My story with Under The Pole started in the Paris dive show, where I met Emmanuelle and Ghislain. They asked me for my availability to perform trainings of all levels, to the most advanced one. We went over the existing certifications with dives down to 100, 120, 130 and 150M. But beyond this, being 24/7 with the trainees allow more time for discussions, ask questions, and be sure that all the information is received and understood correctly. It was a very interesting experience for me.

© Franck Gazzola / Under The Pole

How do see rebreathers nowadays? What have been the major evolutions to your opinion? How are they a revolutionary tool for the underwater exploration ? Was that the case 10 years ago ?

The market for rebreathers is highly evolving today, whilst conventional is now static. It appeals not only to good and experienced divers, but also to profiles with less experience who want to change their way of diving.
The main evolution is the increased reliability of the electronics, with computers designed and manufactured specifically for rebreathers, which wasn’t the case a few years ago. This has been a fast development. 2008 already looks like the dinosaur era compared to today. The improvements have also been in the area of safety and training.

Therefore, there more reliability and serenity altogether. In the main benefits, there is the absence of noise. Underwater actually becomes the world of silence. There are also no bubbles. There is a real close connection with nature, but also with oneself. When you’re in the blue, relaxed, you’re one with yourself, weightless with zero gravity. It’s a magical thing to experience.

For motion or stills, there is a benefit in staying under longer, without noise nor bubbles – Fish are less scared of us.

For the scientific work, it’s amazing ! Observations are done for much longer and can be done much deeper without a cumbersome decompression equipment. This opens the doors for more discoveries and a better understanding of the environment.

I think that the main developments to come are on the quality, but also on the weight and ease of use of the equipment, specially targeted to the average diver who doesn’t want to have to deal with a complex piece of gear.

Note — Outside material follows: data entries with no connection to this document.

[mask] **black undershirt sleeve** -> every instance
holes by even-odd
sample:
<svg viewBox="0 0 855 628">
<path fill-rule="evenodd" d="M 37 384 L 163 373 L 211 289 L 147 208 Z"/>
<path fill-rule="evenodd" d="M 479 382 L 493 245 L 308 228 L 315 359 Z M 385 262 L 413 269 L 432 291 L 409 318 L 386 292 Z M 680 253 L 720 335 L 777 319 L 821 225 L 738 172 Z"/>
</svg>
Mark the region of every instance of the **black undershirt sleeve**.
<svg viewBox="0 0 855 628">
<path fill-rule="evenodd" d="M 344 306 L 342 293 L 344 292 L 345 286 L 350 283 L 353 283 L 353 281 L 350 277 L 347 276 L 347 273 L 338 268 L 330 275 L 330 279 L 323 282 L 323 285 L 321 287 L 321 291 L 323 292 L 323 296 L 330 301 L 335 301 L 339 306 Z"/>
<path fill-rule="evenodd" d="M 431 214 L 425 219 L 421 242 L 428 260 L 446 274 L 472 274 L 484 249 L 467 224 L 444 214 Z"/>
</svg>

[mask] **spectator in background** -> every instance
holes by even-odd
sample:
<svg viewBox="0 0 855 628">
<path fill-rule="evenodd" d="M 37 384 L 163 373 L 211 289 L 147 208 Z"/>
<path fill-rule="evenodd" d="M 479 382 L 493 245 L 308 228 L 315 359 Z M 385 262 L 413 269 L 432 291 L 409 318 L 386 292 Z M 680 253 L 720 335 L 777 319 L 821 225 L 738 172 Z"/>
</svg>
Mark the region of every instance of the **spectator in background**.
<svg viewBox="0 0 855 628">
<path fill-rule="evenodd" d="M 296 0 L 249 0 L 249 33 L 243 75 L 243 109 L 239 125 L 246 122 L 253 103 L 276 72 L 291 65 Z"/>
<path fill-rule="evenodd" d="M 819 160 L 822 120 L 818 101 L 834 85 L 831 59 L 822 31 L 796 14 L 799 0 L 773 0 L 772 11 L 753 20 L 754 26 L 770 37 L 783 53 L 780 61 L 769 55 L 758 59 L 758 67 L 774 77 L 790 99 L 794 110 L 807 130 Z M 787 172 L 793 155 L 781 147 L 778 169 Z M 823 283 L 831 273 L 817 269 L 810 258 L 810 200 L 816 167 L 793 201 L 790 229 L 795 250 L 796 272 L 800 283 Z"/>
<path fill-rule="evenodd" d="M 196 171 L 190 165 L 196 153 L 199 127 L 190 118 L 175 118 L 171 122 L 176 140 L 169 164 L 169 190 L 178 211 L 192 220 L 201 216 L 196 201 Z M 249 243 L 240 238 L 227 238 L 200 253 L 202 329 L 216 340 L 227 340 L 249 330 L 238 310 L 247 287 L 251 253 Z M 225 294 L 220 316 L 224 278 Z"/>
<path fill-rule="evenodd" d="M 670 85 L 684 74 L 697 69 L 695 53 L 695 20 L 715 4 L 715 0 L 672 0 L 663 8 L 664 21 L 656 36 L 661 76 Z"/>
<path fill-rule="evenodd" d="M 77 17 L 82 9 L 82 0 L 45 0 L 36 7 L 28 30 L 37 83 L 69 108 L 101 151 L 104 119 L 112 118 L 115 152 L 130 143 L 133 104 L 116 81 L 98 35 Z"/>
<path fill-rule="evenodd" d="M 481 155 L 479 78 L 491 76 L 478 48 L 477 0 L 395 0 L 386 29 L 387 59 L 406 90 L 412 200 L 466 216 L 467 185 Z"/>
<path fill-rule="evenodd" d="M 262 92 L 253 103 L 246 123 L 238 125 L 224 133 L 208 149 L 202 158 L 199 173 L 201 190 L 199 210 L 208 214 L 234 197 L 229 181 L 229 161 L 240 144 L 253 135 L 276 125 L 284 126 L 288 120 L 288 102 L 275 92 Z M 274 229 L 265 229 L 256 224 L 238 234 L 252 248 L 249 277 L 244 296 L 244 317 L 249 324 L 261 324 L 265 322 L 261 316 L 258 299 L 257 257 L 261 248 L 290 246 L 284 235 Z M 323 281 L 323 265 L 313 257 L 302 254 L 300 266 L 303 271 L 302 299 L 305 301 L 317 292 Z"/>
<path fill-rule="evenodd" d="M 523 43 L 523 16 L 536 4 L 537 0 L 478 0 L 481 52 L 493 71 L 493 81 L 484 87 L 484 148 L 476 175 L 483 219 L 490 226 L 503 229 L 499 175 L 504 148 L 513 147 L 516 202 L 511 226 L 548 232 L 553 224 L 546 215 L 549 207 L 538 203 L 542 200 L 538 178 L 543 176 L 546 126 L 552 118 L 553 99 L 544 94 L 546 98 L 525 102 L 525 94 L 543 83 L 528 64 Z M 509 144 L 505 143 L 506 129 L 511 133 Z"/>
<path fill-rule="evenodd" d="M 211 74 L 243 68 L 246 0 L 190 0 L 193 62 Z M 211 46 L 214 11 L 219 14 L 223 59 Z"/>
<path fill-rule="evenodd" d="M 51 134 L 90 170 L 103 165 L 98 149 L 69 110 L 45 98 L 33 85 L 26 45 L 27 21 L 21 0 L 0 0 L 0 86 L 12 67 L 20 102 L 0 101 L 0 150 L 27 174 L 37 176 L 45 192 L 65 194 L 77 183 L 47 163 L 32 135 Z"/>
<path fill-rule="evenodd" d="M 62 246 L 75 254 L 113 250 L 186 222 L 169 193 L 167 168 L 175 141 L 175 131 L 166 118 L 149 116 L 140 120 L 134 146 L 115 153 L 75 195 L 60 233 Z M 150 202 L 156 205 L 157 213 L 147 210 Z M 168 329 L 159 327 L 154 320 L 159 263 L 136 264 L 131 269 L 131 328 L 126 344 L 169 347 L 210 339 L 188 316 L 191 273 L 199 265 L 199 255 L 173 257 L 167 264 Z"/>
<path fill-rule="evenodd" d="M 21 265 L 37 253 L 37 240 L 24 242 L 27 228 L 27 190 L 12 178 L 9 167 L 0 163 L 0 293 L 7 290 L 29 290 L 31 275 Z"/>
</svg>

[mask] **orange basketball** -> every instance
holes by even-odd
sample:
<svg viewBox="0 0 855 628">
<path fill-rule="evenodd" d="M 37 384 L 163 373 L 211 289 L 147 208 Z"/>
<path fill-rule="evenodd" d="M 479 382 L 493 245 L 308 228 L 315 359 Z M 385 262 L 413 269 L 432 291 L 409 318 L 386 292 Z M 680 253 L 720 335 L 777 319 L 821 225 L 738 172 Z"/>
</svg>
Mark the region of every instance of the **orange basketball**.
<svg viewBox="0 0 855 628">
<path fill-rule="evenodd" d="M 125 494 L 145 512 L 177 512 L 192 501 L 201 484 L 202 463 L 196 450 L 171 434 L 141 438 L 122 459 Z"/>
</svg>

© Aldo Ferrucci / Under The Pole

What are you best memories as a diver?

Every dive is different, but for personal reasons, it was my first dive on the Andrea Doria, an old italian commercial ship which is sunk off the coast of New York. After watching a documentary on TV, I decided that one day I would dive this wreck. Back then I wasn’t even a diver. If someone old me I would dive it one day, I wouldn’t have believed it. In 2000, I did dive on it. This wreck was pretty damaged because of people who raided the Art which was onboard, the vis’ was poor, but the emotion was there with me.

To wrap it up, can you tell us something about a highlight or a story that happened during this month of July?

Those were 3 intense weeks of work, of sharing and personal relationships with the people onboard. The best feeling is to see people being all smiles at the end of the day or at the end of the training. Seeing this 360º of smiles was pretty incredible!

Another one was the deep dive with Julien and Ghislain, where we did not expect to find such a spectacular environment at those depths. The deeper we went, we expected life to become more scattered. Between 60 and 90m, life was rare, but beyond 90m, life was thriving again! We observed species that I had never seen before and which we could not find in our identification books.

But beyond the dives, I enjoyed the atmosphere, the colours and this water clarity. Down at 120m, we could still see the sun which is incredible. This month of July onboard the WHY was a real life experience and of incredible sharing.